The album opens to a page that sends shivers down my spine. Is that her father? No, but it looks like him. The same blondish beard and untamed hair. He's younger than Stamatis and there's a kind of Olympian calm in his gaze. A compass of a man—you could use him to guide your way.

“What do you think?”

“Malouhos? I've got to admit, he's attractive . . .”

Anna at his side, equally attractive, with a fake white fur and pregnant belly. If I'm calculating correctly, the photograph must have been taken just seven or eight months after that thing happened to us, after we parted ways for good. She's beautifully made up for the ceremony, but if you know her well, you can see the fear in her eyes. The lack of confidence. Perhaps the lack of options, too.

“What about his life before you?”

“Two marriages. Three children. He'll never leave me, though.”
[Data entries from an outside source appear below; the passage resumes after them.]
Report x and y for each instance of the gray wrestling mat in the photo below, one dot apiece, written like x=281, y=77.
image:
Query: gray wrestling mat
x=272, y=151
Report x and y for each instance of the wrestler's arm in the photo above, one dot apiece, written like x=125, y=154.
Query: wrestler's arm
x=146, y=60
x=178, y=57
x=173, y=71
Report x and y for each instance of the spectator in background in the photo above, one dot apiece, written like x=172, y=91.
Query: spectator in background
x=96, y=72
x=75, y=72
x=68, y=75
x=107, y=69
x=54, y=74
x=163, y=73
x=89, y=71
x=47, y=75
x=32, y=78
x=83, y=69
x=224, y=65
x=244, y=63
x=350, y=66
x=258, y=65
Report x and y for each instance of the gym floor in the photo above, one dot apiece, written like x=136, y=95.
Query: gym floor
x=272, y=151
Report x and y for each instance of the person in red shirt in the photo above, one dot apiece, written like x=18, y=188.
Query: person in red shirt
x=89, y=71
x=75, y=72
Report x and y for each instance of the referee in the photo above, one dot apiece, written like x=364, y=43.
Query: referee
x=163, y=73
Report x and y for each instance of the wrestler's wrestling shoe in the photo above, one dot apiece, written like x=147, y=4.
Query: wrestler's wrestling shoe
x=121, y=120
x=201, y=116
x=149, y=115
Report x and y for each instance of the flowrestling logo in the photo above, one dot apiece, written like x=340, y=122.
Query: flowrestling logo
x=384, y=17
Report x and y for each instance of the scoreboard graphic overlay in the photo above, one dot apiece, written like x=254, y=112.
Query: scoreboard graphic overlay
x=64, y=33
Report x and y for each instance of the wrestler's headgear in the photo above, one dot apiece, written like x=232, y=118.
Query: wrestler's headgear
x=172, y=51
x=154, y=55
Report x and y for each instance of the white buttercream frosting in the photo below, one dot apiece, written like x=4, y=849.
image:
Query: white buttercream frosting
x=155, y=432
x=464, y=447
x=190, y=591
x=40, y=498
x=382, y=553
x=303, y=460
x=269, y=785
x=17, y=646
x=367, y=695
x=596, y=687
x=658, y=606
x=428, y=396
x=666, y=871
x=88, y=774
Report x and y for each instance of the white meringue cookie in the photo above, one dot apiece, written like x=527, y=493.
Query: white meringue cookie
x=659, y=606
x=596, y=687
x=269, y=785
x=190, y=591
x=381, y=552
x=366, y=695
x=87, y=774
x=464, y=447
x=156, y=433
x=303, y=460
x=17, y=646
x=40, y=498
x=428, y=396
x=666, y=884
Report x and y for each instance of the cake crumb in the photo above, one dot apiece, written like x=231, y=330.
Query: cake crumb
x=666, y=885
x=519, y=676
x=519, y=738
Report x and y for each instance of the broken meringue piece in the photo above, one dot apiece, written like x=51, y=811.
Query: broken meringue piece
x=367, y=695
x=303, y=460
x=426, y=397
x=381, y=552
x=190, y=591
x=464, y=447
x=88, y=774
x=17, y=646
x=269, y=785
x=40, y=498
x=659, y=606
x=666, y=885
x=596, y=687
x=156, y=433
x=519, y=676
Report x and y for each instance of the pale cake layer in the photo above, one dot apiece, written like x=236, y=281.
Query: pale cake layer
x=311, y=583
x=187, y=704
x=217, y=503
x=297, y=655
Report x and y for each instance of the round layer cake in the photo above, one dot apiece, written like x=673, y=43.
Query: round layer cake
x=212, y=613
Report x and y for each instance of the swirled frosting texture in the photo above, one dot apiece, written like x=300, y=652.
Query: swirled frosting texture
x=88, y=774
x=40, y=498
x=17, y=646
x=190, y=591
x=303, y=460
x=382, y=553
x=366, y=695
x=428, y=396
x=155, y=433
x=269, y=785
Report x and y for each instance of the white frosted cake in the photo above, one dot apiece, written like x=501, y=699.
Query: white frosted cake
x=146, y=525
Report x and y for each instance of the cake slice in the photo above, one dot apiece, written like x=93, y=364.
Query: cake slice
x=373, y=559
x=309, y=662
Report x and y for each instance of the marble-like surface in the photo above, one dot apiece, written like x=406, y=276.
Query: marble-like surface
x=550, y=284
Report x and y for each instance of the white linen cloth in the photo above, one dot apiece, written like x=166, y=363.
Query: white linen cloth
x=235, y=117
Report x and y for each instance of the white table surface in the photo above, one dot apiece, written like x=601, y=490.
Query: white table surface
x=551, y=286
Of course he'll never leave. If anyone leaves, it'll be her.

•

A warm handshake. A bow. Thick, wild eyebrows. And a funny first name: Aristomenis. He's part ancient Greek, part tired architect in designer jeans. Usually I abhor guys like him. But he has something about him, something to do with his not trying at all: he's just himself, and lets you be yourself, too. He seems modest, quiet. And he smokes a pipe, like Stamatis. He and Anna give one another a quick kiss, he musses her hair, asks after Daphne. They're a real couple, like my parents. Bound together by so many things.

“I've heard so much about you, Maria. Anna has worn my ear out with stories. I'll tell you over dinner. You'll stay and eat with us, right?”

“I was just getting ready to leave.” My head is spinning from the martinis, my mind aching with memories. You can't just dig a hole, Aunt Amalia. It turns out it's not that easy.

“Where are you going to go, out here in the middle of nowhere? Stay and eat, I made stuffed tomatoes this weekend, with the first tomatoes from our garden. And they're better as leftovers. Afterward I'll drop you wherever you need to go.”

“No, I don't want to put you out . . .”

“I've got a business drink later, I'll be going downtown anyhow.”

I ask where the bathroom is. They point to a door under the stairs. I pee for hours, wash my hands. As I'm drying them on the hand towel I catch sight of something familiar in the mirror. A spattering of yellow. Lots of black. Snakes with crowns on their heads, pirogues, women in long skirts with flaming hems. She's framed my painting, my very first painting!